How to Make Handmade Tiles

Making and designing tiles—a great DIY project.

| September/October 1999

  • Using your cutoff wire, slice off a 2”–3” thick chunk of clay.
  • Run two fingers along the wire to remove moist clay.
  • Place your woodstrips on each side of the slab, no farther apart than the length of your rolling pin.
  • Rest the rolling pin on top of the covered strips and start rolling.
  • Run the rolling pin back and forth across the strips until it rides evenly along their full length.
  • Direct carving before firing is one way to decorate a handmade tile.

Tiles have a fascinating history, and the art of making and designing them can give you the satisfaction of working with your hands. Here, we will take you step-by-step through the process of preparing a tile slab. Tools you will need include cutoff wire, two strips of wood, canvas, smooth board or wallboard, a rolling pin, a metric ruler, a straightedge, a pencil, cardboard, pin tool, and clay. Access to a kiln—a special heating chamber—is also important. Standard kitchen ovens don’t get nearly hot enough to harden clay for tile.

You should be extremely conscientious about keeping your tools and equipment clean and your workspace properly ventilated. The air can get quite dusty when you’re making tiles. The kiln also should have proper ventilation. Be sure to protect your eyes with infrared-blocking goggles when you gaze into a hot kiln, and remember that pieces coming out of the kiln are extremely hot.

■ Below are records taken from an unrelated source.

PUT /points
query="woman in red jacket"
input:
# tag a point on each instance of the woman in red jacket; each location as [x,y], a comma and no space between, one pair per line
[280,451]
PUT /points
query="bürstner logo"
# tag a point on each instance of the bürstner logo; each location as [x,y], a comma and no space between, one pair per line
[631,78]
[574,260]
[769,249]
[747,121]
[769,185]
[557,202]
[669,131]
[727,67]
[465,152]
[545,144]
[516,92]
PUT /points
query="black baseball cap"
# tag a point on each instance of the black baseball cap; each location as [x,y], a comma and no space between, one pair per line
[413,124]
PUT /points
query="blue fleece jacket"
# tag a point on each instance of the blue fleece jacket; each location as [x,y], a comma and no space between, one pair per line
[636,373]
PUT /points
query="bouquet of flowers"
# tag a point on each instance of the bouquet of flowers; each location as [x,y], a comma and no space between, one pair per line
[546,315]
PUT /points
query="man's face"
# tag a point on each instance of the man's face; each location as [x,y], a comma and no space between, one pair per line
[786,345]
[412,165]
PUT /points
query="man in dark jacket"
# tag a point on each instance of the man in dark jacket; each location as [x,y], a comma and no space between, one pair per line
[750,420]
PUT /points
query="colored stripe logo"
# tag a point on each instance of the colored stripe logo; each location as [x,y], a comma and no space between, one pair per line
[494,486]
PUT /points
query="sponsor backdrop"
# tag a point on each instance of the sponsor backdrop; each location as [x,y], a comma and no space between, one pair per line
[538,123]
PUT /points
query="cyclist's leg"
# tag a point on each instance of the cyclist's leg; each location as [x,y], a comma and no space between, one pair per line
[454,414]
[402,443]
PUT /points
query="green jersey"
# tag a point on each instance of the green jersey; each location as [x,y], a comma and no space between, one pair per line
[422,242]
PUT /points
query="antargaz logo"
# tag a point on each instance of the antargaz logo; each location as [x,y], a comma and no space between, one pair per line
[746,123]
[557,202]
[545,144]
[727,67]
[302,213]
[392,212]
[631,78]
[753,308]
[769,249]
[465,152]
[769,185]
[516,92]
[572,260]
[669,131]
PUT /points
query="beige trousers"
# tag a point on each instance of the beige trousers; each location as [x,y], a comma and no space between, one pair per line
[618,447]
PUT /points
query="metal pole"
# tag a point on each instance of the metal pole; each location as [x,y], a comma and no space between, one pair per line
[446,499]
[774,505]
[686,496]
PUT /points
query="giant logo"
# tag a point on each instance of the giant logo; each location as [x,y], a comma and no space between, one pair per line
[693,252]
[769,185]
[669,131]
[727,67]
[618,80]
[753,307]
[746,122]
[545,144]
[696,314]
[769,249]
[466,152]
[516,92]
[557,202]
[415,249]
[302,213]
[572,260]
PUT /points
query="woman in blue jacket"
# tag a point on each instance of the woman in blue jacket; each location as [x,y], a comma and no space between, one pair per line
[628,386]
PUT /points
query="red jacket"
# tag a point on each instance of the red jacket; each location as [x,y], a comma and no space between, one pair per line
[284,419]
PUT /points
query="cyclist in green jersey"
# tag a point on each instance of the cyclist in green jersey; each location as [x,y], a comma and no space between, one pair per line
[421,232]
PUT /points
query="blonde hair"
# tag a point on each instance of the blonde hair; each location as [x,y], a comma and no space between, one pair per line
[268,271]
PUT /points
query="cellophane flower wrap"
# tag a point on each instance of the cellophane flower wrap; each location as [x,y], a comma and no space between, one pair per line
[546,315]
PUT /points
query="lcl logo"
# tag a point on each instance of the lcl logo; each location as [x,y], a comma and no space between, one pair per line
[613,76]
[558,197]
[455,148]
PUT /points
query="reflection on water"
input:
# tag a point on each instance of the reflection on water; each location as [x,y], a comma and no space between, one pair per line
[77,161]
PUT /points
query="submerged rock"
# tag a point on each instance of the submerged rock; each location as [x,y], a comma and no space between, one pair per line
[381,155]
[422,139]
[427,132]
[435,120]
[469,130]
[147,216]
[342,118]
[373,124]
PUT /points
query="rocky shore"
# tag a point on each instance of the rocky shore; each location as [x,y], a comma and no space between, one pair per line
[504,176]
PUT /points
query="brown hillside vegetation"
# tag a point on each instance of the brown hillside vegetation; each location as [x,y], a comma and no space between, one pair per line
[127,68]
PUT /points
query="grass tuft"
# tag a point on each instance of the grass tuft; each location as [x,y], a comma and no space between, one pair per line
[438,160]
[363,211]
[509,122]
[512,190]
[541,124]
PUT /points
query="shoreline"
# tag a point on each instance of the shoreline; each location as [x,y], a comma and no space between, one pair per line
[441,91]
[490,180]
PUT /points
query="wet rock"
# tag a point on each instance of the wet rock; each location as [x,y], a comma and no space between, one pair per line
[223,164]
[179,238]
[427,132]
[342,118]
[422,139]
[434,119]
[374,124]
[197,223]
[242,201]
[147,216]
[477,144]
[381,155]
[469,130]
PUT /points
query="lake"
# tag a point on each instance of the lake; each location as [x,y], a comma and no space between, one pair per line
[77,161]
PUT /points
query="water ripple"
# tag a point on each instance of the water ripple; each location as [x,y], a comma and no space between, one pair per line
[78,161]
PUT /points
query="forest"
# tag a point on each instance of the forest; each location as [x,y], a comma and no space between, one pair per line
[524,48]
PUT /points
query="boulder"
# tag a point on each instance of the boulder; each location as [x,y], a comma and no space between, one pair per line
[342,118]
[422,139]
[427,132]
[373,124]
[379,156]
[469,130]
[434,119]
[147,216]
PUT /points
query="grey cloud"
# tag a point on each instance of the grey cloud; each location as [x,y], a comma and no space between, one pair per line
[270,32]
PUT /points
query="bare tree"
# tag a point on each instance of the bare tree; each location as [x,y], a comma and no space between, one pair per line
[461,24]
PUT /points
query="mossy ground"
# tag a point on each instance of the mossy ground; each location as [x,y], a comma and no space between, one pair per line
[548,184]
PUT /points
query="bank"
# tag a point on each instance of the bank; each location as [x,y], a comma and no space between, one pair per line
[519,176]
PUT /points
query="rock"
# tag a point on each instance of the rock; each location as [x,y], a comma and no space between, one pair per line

Once you have the equipment, and have taken the necessary precautions, you’re ready to begin making your own tiles.

The Slab

To make your slab, first wrap a piece of canvas over a flat board. Using the cutoff wire, slice a piece of clay 2' to 3' thick. Immediately put the leftover clay in a bag. If you leave it out, it will get dry and crumble.



Place the piece of clay you cut off on the canvas-covered board and pound it flat with the palm of your hand. Place one wood strip on each side of the slab to help you roll it into uniform thickness. Lay another piece of canvas over the slab and place the rolling pin on top of the strips. Roll until the slab is even in thickness.

Next, transfer your slab to another flat surface for mea­suring, cutting, and drying. To do this, place a piece of wallboard on top of the slab, then carefully flip the slab, which is between the wallboard on top and the canvas-covered board underneath. Transferring your slab this way will keep it from stretching out or losing its shape.